REGULAR INSPECTION: Chinese maritime surveillance officials on a routine patrol mission to the Diaoyu Islands on March 16 (ZHANG JIANSONG)

Hu from the CICIR lamented, "On some level, one party and politician's political ambition is kidnapping the country's diplomatic policy." Like Ishihara, Noda and the DPJ also hope to elevate their public authority to win the elections, Hu said, which explains why Noda pronounced to "nationalize" the islands.

As Japanese politicians try to win political points by provoking nationalism, observers worry that Japan's domestic political disputes and growing conservative emotions might harm the Sino-Japanese relationship. Just as a recent poll showed China's popularity is on the decrease among Japanese people, Chinese people are enraged by Japan's radical actions on the Diaoyu Islands.

Chinese Foreign Ministry spokesman Liu Weimin reiterated Beijing's position that the islands belong to China. "China's territory simply cannot be bought or sold by any person," Liu said in a statement.
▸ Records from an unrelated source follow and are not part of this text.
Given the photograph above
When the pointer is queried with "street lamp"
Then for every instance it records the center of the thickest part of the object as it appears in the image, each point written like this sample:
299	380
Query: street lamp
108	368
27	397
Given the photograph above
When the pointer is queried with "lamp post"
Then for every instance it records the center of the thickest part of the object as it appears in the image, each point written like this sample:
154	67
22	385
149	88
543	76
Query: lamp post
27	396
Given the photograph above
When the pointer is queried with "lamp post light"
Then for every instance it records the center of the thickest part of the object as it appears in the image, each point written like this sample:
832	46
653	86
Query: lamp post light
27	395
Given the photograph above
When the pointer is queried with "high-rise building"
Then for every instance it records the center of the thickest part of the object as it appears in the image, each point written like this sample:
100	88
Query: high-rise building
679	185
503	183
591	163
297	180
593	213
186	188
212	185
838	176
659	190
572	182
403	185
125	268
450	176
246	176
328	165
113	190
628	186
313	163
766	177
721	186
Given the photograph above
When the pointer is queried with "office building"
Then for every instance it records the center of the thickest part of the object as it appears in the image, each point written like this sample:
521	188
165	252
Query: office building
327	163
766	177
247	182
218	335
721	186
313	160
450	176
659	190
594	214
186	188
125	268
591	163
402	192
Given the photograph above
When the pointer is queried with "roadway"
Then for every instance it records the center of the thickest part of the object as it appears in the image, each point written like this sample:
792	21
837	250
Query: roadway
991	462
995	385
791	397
Liu said the Chinese Government would continue to take necessary measures to "resolutely safeguard the sovereign rights of the Diaoyu Islands and adjacent islets."

"We cannot let territorial disputes damage the bilateral friendship of the past 40 years, but we will persist in our stance of sovereignty and territorial integrity," Hu said. He suggested strengthening communication with all involved Japanese parties to decrease strategic misunderstanding and boost mutual trust.
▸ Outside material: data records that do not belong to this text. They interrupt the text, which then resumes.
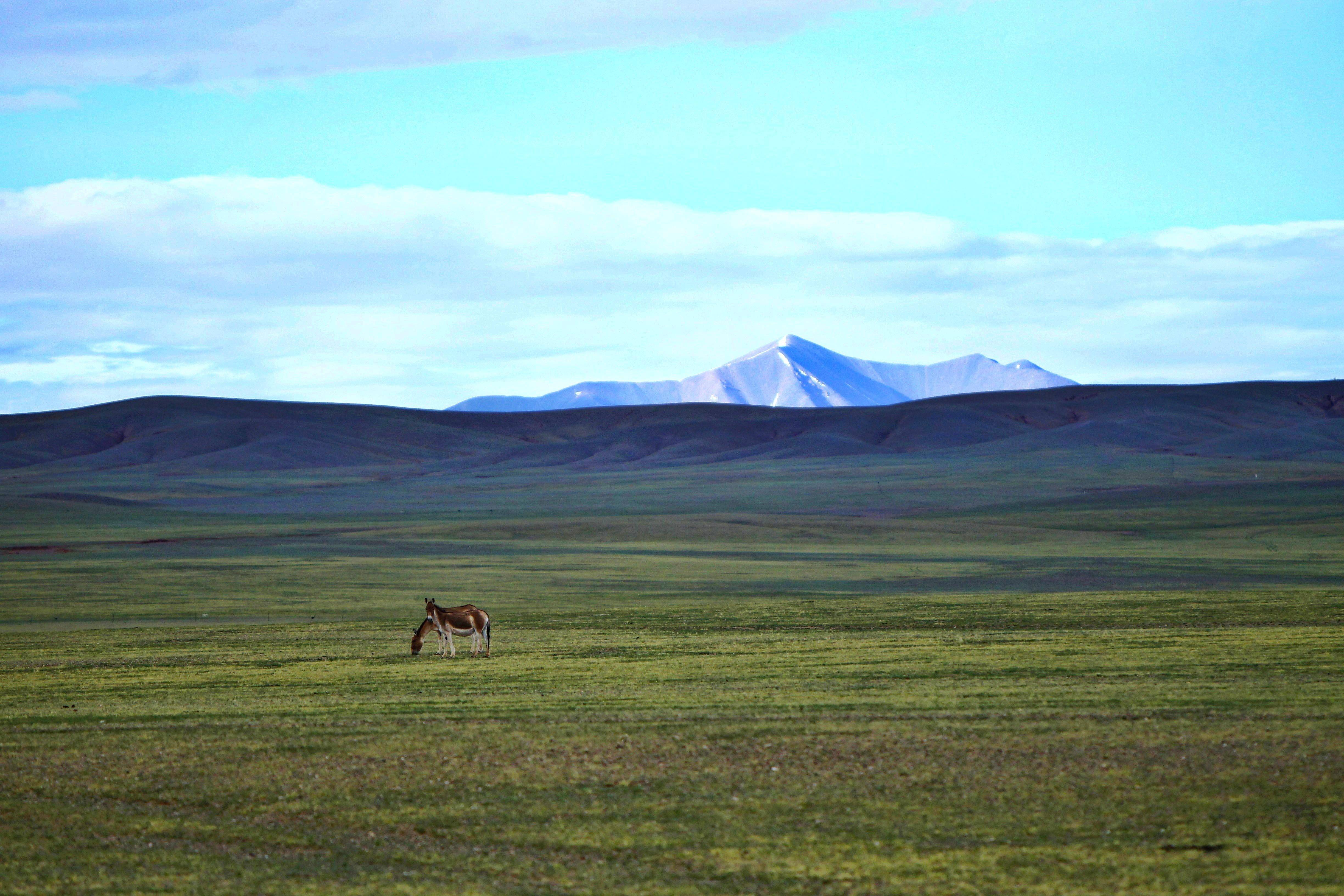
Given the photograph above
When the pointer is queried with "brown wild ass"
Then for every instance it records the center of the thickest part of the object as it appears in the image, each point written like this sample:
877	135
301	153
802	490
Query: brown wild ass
449	621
Regional stability benefits all countries involved, including Japan's ally, the United States, he stressed, mentioning U.S. Secretary of State Hillary Clinton's recent statement on holding a neutral position on territorial disputes between China and Japan.

Liu from Tsinghua University said the Japanese Government must keep a clear mind when rising right-wing forces try to gain political credit by provoking territorial disputes. He stressed that Japan's key problem is whether it should stop jeopardizing the Sino-Japanese relationship over the Diaoyu Islands. "The Noda administration is being manipulated by right-wing forces," Liu warned.

Feng Zhaokui, a senior research fellow on Japanese studies with the CASS, stressed that the Diaoyu Islands dispute does not constitute the whole Sino-Japanese relationship, and is not expected to be solved immediately. "The two countries have more practical joint efforts to make in economic cooperation and people-to-people exchanges," Feng said. He suggested that on the one hand, China should stick to the principle of solving the dispute through cooperation and coordination. On the other hand, China must persist in its stance of maintaining sovereignty and territorial integrity and let Japan know the serious consequences of irrational diplomatic policy.

Hu added that growing territorial disputes with neighboring countries are an inevitable process of China's peaceful rise. "Some countries are afraid of China's rise and are trying to profit from it," Hu said, "but China will not give up its sovereignty and national interests."

Hu said China's stance on disputed territories is to put aside disputes and develop them peacefully together. "Personally, I abhor open warfare," he said. "But if there is no other option when a country escalates territorial disputes, war will be the final solution."